A deed in lieu of foreclosure is an agreement reached between a homeowner and a lender in which the homeowner turns over the deed to the home, and the lender agrees to halt foreclosure proceedings. Negotiating a deed in lieu of foreclosure agreement is a way to avoid foreclosure, but many people view it as a last resort, since it can have a negative impact on the homeowner's credit record. Also, a lender may not be willing to negotiate, as most lenders want cash, not real estate which they will have to manage or sell.
The terms of the agreement can vary considerably, and it is a good idea to firmly negotiate the terms so that both parties understand the agreement. As a general rule, in a deed in lieu of foreclosure settlement, the homeowner signs away the deed, giving the home to the lender, and the lender writes off the homeowner's debt, essentially canceling the mortgage.
However, there are some caveats. For example, a lender may agree to take possession, but it still holds the buyer responsible for the loan, which means that if the lender cannot sell the house for the necessary amount, the buyer will still be liable for the balance. If the debt is not settled with the deed, the deed in lieu of foreclosure will also show up as a black mark on the buyer's credit record, as the loan will be listed as being in default. The forgiven debt may also be subject to income tax, which is something to consider for people who struggle to pay their taxes.
For lenders, a deed in lieu of foreclosure helps to settle a situation fast, and protects them in case the buyer files for bankruptcy. It also tends to produce a property which is in better condition, since people who go through foreclosure proceedings tend to become less interested in caring for their properties, and some people even actively vandalize their properties out of anger, making the property harder to sell.
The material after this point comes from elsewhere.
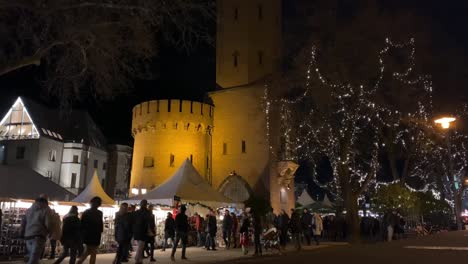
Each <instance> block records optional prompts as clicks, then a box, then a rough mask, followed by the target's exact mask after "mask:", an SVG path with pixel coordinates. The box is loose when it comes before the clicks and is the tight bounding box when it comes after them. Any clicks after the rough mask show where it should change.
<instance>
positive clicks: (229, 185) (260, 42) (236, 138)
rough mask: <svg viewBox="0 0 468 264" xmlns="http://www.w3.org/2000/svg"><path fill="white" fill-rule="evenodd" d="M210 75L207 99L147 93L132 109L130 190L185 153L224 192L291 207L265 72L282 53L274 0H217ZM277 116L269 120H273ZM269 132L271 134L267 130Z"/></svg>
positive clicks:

For homeowners, negotiating a deed in lieu of foreclosure can be used to settle the matter, allowing the buyer to start with a clean slate, if the negotiations are carried out well. It can be helpful to retain a lawyer to make sure that the debt will be forgiven when the deed is signed over. Of course, the agreement also means that the house needs to be vacated immediately, unlike in a foreclosure proceeding, where the homeowner typically has several months of warning to prepare.